Mean of values ${1 \over m} {\sum_{i=1}^m {s_i \over t_i}}$ vs. Value of sums ${\sum_{i=1}^m {s_i} \over \sum_{i=1}^m {t_i}}$, What is the relation?

96 Views Asked by At

Similar to:

Average of products VS. product of averages

I have

$$ R = \{(s_1, t_1), (s_2, t_2), ..., (s_n, t_n)\} $$

With the property that, for all pairs $(s_i, t_i)$, $0 \le s_i < t_i$.

$$ \forall (s_i, t_i) : 0 \le s_i < t_i $$

The value of one pair, $(s_i, t_i)$ is $s_i \over t_i$

I want to select an $m$ sized subset where $m < n$ that maximizes value.

One way to compute the value of a subset $P \subseteq R$ is to take the mean of the values of the individual pairs:

$$p(P) = {1 \over m} {\sum_{i=1}^m {s_i \over t_i}}$$

Another way is to compute the value of the summed individual elements from the pairs:

$$q(P) = {\sum_{i=1}^m {s_i} \over \sum_{i=1}^m {t_i}}$$

Let $P'$ be the subset $P$ of size $m$ such that $p(P)$ is maximized. (This is easy. Select the $m$ elements of $R$ with highest value.)

Let $Q'$ be the subset $Q$ of size $m$ such that $q(Q)$ is maximized. (I think this requires combinatorial search.)

What is the relationship between $p(P')$ and $q(Q')$?

Will $p(P') \le q(Q')$ always?

Which is the truer maximum value?

1

There are 1 best solutions below

7
On BEST ANSWER

An example with $p(P') > q(Q')$ is this: Let $n=3,m=2$, and define the set: $$ \{(1,1), (1,200), (10^{-6}, 10^6)\} $$ where the pair $(10^{-6}, 10^6)$ was thrown in as an undesirable option to ensure $m<n$. We get: \begin{align} p(P') &= \frac{1}{2}\left[\frac{1}{1} + \frac{1}{200}\right] = 0.5025 \\ q(Q') &= \frac{1 + 1}{1+200} \approx 0.00995 \end{align}

Now, your question about "which is the truer maximum value" does not really make sense without a definition of "truer." The $p()$ and $q()$ functions are just different functions and so they can have different max values.

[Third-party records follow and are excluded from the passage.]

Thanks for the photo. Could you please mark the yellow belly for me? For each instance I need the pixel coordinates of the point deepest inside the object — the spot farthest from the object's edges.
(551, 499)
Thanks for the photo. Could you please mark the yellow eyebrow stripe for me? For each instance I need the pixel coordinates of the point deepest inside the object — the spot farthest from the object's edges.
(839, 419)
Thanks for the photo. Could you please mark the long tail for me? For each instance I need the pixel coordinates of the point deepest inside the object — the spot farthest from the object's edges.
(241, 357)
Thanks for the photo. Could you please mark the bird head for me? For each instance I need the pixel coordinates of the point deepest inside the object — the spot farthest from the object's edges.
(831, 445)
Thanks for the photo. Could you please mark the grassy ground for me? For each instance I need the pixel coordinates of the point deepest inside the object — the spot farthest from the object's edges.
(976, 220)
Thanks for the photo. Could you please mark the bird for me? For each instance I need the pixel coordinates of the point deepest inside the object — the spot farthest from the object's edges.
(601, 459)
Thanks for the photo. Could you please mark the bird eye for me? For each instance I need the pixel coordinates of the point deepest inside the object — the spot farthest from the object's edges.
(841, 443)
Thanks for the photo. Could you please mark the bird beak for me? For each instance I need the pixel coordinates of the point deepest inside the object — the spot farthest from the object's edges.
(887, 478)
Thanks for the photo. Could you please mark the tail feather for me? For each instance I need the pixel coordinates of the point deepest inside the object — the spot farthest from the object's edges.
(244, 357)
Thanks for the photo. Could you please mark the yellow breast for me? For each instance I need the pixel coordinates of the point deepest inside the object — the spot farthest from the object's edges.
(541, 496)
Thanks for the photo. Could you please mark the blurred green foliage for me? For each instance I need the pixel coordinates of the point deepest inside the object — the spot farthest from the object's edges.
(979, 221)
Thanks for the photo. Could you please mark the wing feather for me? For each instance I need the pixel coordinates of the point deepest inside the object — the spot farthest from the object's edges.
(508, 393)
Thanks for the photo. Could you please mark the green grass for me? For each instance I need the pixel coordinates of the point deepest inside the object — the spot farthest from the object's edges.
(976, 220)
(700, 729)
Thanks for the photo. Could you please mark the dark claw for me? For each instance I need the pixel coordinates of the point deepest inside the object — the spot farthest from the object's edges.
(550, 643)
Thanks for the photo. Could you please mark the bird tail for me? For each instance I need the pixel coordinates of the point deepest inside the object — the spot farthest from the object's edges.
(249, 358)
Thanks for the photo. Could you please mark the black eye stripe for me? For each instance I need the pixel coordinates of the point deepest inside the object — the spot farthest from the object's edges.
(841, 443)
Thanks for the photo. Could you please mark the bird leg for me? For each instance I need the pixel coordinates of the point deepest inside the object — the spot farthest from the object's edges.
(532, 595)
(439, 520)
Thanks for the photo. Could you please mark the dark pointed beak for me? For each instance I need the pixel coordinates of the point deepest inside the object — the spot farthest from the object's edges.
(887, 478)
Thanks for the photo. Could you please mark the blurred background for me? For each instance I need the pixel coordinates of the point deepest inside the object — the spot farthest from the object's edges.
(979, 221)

To find an $\epsilon$-approximation to the optimal set $Q'$ very quickly, you can do the following. (This is similar to what I did for stochastic ratio problems in Section V of this paper: http://ee.usc.edu/stochastic-nets/docs/renewal-optimization.pdf)

Problem setup:

-Fix $n$ and $m$ as a positive integers with $m \leq n$.

-Fix real numbers $\{s_1, ..., s_n\}$.

-Fix positive real numbers $\{t_1, ..., t_n\}$.

Define $\mathcal{A}_m$ as the set of all subsets of $\{1, ..., n\}$ that contain $m$ elements. Define: \begin{align} Q' &= \arg \max_{Q \in \mathcal{A}_m} \left[\frac{\sum_{i\in Q} s_i}{\sum_{i\in Q} t_i} \right] \\ M &= \max_{Q \in \mathcal{A}_m} \left[\frac{\sum_{i\in Q} s_i}{\sum_{i\in Q} t_i} \right] \end{align}

Fix $\epsilon>0$. We want to find a set $Q \in \mathcal{A}_m$ that gives $\frac{\sum_{i\in Q} s_i}{\sum_{i\in Q} t_i} \geq M-\epsilon$.

Solution approach:

Define the following function $g:\mathbb{R}\rightarrow\mathbb{R}$ by: $$ g(\mu) = \max_{Q \in \mathcal{A}_m} \left[\sum_{i \in Q} s_i - \mu \sum_{i\in Q} t_i\right] $$

It is not difficult to show:

1) For a given $\mu \in \mathbb{R}$, the value $g(\mu)$ can be easily found by selecting the $m$ indices in $\{1, ..., n\}$ with the largest values of $(s_i -\mu t_i)$.

2) The function $g(\mu)$ is strictly decreasing in $\mu$.

3) $g(\mu)=0$ if and only if $\mu=M$.

So finding an $\epsilon$-approximation reduces to approximating the zero of the decreasing function $g(\mu)$. We can just run a simple bisection search.